Supreme Court May Hold Key for Vaccine Foes

by Douglas Slain on April 6, 2010

In spite of recent courtroom losses, parents who blame their children’s autism at least in part on childhood vaccines say their legal battle is far from over.

“We’ve always been in it to the very end,” said Theresa Cedillo of Yuma, Ariz., whose autistic daughter Michelle became the focus of a key test case at the U.S. Court of Federal Claims in 2007. Even though the special master in the case ruled against her, Cedillo said, “I am optimistic. We have met our burden.”

Cedillo’s daughter was born healthy in 1994 but, a week after receiving the standard measles-mumps-rubella vaccine in 1995, she ran high fevers and her development slowed. In 1997, she was diagnosed with autism. Now 15, Michelle requires constant monitoring because of frequent and life-threatening seizures, according to her mother — and her case is still pending. “It’s really sad.”

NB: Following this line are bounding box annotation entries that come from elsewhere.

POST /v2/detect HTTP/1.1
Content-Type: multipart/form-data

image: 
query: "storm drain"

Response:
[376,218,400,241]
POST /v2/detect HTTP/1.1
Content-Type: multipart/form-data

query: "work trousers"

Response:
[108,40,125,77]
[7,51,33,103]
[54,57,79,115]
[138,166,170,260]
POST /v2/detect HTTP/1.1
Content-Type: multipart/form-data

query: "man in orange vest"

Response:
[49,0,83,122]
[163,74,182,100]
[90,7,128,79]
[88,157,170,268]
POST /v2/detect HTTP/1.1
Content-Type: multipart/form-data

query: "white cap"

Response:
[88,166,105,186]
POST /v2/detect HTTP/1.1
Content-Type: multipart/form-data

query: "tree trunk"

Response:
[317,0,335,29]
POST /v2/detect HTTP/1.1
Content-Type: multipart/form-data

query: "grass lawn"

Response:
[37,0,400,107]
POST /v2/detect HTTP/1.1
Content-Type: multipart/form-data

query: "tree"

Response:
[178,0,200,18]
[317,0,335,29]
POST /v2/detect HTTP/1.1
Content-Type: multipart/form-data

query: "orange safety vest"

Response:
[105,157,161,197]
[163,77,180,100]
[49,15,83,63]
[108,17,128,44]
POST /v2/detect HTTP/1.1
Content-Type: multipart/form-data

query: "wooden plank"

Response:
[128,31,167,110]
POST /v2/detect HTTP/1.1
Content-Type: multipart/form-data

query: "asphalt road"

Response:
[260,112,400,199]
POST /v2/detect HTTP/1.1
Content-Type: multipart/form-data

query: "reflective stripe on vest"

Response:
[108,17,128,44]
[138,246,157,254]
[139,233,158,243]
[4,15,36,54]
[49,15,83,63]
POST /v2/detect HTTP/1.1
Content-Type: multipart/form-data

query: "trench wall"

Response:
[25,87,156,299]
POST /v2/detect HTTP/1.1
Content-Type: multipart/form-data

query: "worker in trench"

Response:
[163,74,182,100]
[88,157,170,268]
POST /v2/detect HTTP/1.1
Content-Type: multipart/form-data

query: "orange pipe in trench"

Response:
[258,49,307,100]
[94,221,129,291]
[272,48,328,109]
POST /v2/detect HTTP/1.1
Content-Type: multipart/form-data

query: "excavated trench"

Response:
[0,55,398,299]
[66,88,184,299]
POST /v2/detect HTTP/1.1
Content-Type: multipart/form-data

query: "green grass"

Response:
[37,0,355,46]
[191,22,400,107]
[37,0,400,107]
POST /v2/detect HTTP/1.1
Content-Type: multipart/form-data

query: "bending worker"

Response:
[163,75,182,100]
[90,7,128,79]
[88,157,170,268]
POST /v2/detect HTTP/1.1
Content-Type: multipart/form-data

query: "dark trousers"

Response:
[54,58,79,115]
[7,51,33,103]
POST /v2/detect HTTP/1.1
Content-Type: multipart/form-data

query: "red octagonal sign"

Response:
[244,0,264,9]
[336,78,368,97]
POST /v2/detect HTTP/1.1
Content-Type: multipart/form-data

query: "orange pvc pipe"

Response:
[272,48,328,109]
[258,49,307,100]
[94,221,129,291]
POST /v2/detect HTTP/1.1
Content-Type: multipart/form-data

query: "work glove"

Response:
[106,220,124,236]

The U.S. Supreme Court has agreed to hear next fall the case of Bruesewitz v. Wyeth, a non-autism case that asks the justices to decide whether the federal vaccine law pre-empts state law tort claims of vaccine design defects. If Wyeth wins, then more than 5,000 families making autism-related vaccine claims may not be allowed to sue vaccine makers in tort actions after they are adjudicated under the so-called “vaccine court” system Congress devised in 1986.